Since then, the Blencowe Lab has focused on the contribution of a key step in gene regulation to biological complexity: alternative splicing.  

ALTERNATIVE SPLICING AND THE BLENCOWE LAB 

If the genetic code can be understood as a long list of life-building instructions, alternative RNA splicing is the process that includes or omits specific instructional segments. 

“After genes are copied into RNA, the process of splicing acts to remove non-coding segments and paste together different coding regions,” says Blencowe. “Alternative splicing allows this to happen in different combinations, such that a single gene can encode multiple different messenger RNAs that direct protein synthesis.” 

This diversity of messenger RNAs results in expanded repertoires of proteins that carry out different functions. 

RNA splicing captured Blencowe’s attention during his PhD thesis research in the early 1990s and has grown into the keystone of his career-long investigation into biological complexity. In the early 2000s, the Blencowe Lab developed the first quantitative microarray system capable of monitoring alternative splicing events in mammalian systems. This enabled his team to identify thousands of new tissue-regulated splicing events. But Blencowe was still pushing for more, and with powerful developments by the sequencing instrument company Illumina, a truly global-scale analysis was becoming a possibility. 

That goal was reached in late 2008, with the publication of “Deep surveying of alternative splicing complexity in the human transcriptome by high-throughput sequencing”. Earlier that year, Blencowe had reached out to Illumina for access to their RNA sequencing datasets from human tissues, only to find out that his colleague Christopher Burge at MIT had contacted them for the same data two weeks before. Coordinating his lab’s efforts with Burge’s, Blencowe’s team developed a new computational pipeline, analyzed the Illumina data for splicing patterns, and published their paper within a rapid eight-month timeline. 

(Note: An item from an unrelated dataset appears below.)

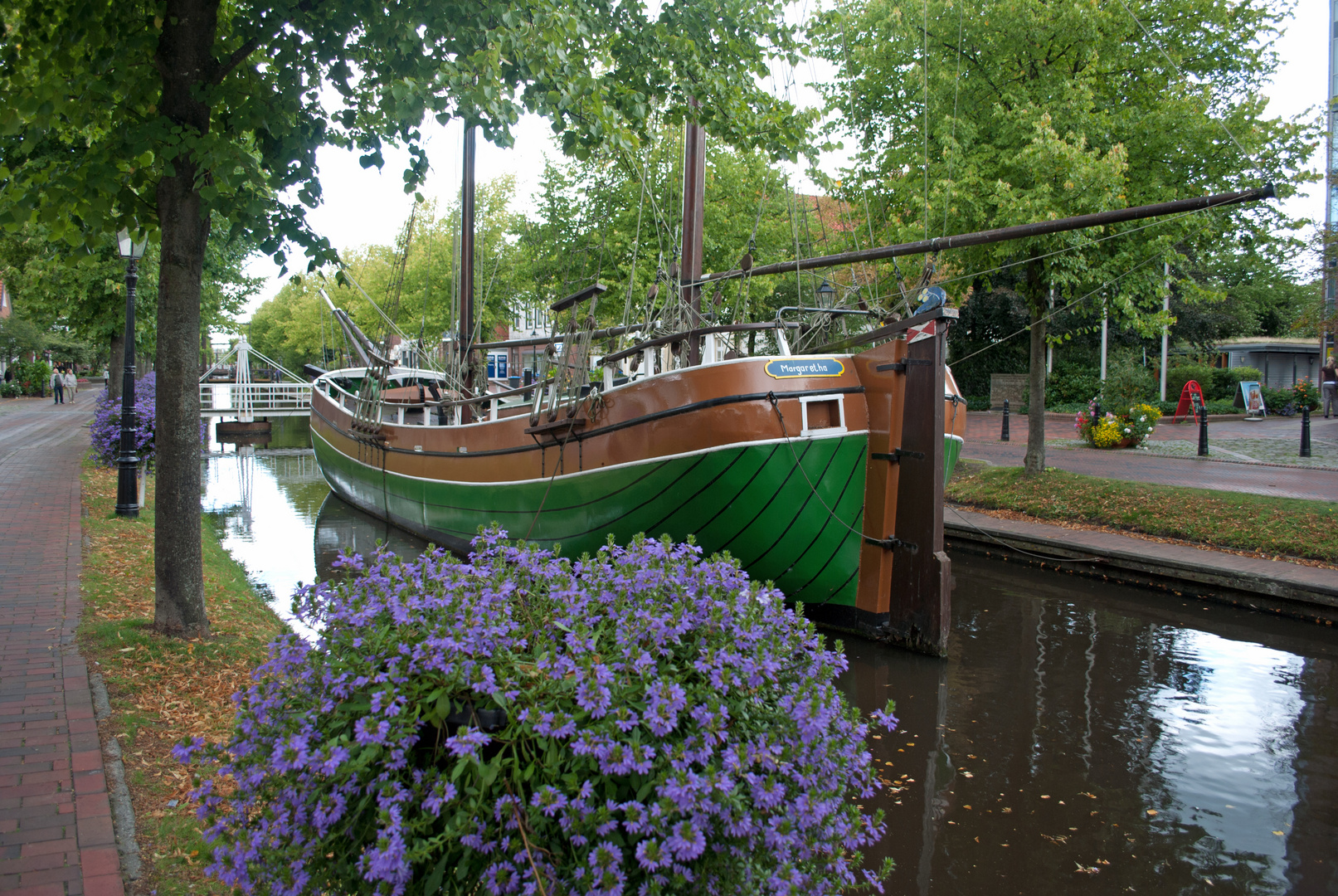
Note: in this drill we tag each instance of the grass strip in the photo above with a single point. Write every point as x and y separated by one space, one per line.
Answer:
163 689
1255 523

“This paper was our first glimpse into the complexity of human splicing when looking at all expressed genes across different tissue types,” Blencowe says. “We were able to demonstrate that approximately 95% of human protein-coding genes have exons that undergo alternative splicing. This process is the rule, not the exception.” 

With more than 4,800 citations, the paper grew to become Blencowe’s most referenced work. It laid the foundation for subsequent studies, leading to insights into how alternative splicing impacts the evolution of biological complexity in vertebrate species, as well as the discovery that this process is frequently disrupted in brain disorders. 

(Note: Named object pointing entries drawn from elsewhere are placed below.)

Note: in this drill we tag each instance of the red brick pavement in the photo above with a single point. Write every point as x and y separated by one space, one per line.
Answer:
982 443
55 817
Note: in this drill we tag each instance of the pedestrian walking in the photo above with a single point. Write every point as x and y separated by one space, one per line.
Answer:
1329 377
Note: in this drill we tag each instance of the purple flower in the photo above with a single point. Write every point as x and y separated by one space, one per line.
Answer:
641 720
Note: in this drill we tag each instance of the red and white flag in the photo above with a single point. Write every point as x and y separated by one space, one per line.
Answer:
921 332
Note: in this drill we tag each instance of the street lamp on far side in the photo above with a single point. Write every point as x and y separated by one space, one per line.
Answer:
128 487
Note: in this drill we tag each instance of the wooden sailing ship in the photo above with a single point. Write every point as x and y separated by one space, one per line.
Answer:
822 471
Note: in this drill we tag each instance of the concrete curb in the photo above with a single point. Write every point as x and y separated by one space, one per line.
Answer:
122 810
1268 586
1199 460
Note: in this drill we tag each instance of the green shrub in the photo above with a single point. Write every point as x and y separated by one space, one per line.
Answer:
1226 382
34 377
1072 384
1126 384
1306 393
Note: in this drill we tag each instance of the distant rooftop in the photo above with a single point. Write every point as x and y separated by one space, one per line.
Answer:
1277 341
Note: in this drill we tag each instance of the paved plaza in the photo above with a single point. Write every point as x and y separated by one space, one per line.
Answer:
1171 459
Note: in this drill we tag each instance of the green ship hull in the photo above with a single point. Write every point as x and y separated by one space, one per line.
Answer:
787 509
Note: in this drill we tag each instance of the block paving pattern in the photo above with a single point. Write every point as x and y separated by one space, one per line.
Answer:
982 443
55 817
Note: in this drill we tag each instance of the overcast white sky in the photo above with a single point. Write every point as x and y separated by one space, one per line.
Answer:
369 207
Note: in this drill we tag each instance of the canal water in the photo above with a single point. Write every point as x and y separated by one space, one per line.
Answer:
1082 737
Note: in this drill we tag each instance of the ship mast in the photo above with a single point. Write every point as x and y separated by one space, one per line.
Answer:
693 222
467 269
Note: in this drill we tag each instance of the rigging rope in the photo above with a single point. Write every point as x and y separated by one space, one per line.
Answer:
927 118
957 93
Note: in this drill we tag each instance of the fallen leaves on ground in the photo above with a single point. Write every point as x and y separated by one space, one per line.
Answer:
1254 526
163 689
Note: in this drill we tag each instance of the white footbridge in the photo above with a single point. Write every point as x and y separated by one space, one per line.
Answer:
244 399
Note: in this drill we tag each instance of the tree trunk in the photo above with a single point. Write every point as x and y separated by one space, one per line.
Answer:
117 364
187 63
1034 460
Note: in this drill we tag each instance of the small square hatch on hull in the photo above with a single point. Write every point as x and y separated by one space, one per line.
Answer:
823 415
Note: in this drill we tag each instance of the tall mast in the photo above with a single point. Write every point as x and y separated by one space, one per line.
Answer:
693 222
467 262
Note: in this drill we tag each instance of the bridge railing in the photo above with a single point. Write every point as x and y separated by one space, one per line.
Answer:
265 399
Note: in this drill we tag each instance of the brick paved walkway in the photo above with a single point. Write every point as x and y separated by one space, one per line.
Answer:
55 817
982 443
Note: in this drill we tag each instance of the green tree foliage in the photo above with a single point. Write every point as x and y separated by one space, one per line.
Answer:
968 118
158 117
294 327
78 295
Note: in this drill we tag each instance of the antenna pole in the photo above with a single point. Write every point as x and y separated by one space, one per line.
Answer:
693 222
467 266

 “Our discoveries have led us to a new understanding of the role of alternative splicing in brain development and disorders,” says Blencowe, which were currently leveraging as a basis for new therapeutic strategies. 

The Blencowe Lab (December 2025)
The Blencowe Lab (December 2025)

Since their milestone publication in 2008, Blencowe’s team has developed increasingly advanced computational and experimental approaches to discover and characterize programs of regulated alternative splicing, with a focus on the nervous system. These subsequent discoveries have revealed novel insights into brain-specific “microexons”, which his group, in collaboration with researcher Sabine Cordes and others, have shown are frequently dysregulated in autism and play important roles in cognitive functioning 

After decades of research, Blencowe is still investigating how RNA regulation impacts life. As he gathers more answers, more questions emerge, sending his team in unexpected research directions. The Blencowe Lab’s initial focus on tackling a very deep question about biological complexity yielded some important insights. But, by Blencowe's own admittance, the field is probably still scratching the surface. 

“Our 2008 paper was the beginning of a new wave of research in our group,” Blencowe says, smiling. “It led to some interesting answers and approaches that opened-up exciting new discoveries that we’re still exploring.” 

20th Anniversary Retrospective Series

This is the third instalment of a 10-part news series highlighting two decades of breakthroughs at the Donnelly Centre.